In order to address the segmental organization and homology of the proboscis vis-a-vis legs and antennae, we have studied wild-type labial discs, as well as the individual and combined effects of pb and Scr mutations on the distribution of the known appendage and homeotic genes in the labial anlagen. Both hth and exd are required for proximal leg development and the formation of antennal structures (Casares and Mann, 1998). We found that wild-type labial discs expressed low levels of Hth and Exd, pb mutants displayed levels of Hth and Exd that were comparable with wild-type legs and antennae, and that ectopic expression of Pb in other imaginal discs suppressed Exd. Furthermore, we provide evidence that Pb is both required and sufficient to suppress dac in all appendages, thereby preventing formation of structures that correspond to the intermediate portions of legs or antennae. In addition, Pb suppresses sal expression; for example, ectopic expression of Pb in the eye-antennal disc suppresses sal and phenotypically transforms the antenna to maxillary palp. However, Teashirt (Tsh), another protein necessary for proximal leg development is not expressed either in wild-type labial discs or in those that are mutant for either Scr or pb. Dll, the most distally expressed appendage gene, is restricted to a small area located opposite the peripodial stalk in wild-type labial discs and is downregulated by both Scr and Pb. We conclude from these observations that the proboscis represents a highly modified appendage missing the regulatory program to properly specify the coxa (Cx), trochanter (Tr), femur (Fm) and, at least part of, the tibia (Tb). We argue that this modification is due in large part to the action of Pb and Scr. The distal portion of the appendage, homologous to the leg tarsus (Tar) and antennal arista (Ar), is present but is completely re-patterned, owing to the joint effect of Pb and Scr.

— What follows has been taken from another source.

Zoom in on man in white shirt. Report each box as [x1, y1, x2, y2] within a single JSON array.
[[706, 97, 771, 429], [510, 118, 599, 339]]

We have also investigated possible regulatory effects of the gnathal homeotic genes on each other. It has been shown that Dfd and Scr positively regulate pb and are required for its correct deployment during embryogenesis (Rusch and Kaufman, 2000). We confirm that Pb and Scr are co-expressed in most of the labial disc, while Dfd is expressed in a small proximal domain separate from the expression domains of Pb and Scr (Mahaffey and Kaufman, 1987; Randazzo et al., 1991). We report that Pb is necessary for Scr expression in the distal but not in the proximal half of the labial disc. We propose a model for the imaginal disc regulation of the gnathal Hox genes that is strikingly different from the one demonstrated for the same genes in the embryo (Rusch and Kaufman, 2000).
Dll is required for the development of the labellar structures on the distal part of the proboscis, such as pseudotracheae and border hairs (Cohen and Jürgens, 1989). The Dll expression domain for wild-type and mutant discs in the part of the labial disc opposite the peripodial stalk argues for a revision of the existing fate map (Kumar et al., 1979). We suggest that the proximodistal axis of the proboscis coincides with the main anatomical axis of the labial disc. This is supported by the expression domains of Pb and Scr, both of which are required for development of the labellar structures and are expressed chiefly in the distal two-thirds of the labial disc (Mahaffey and Kaufman, 1987; Randazzo et al., 1991; Pattatucci and Kaufman, 1991).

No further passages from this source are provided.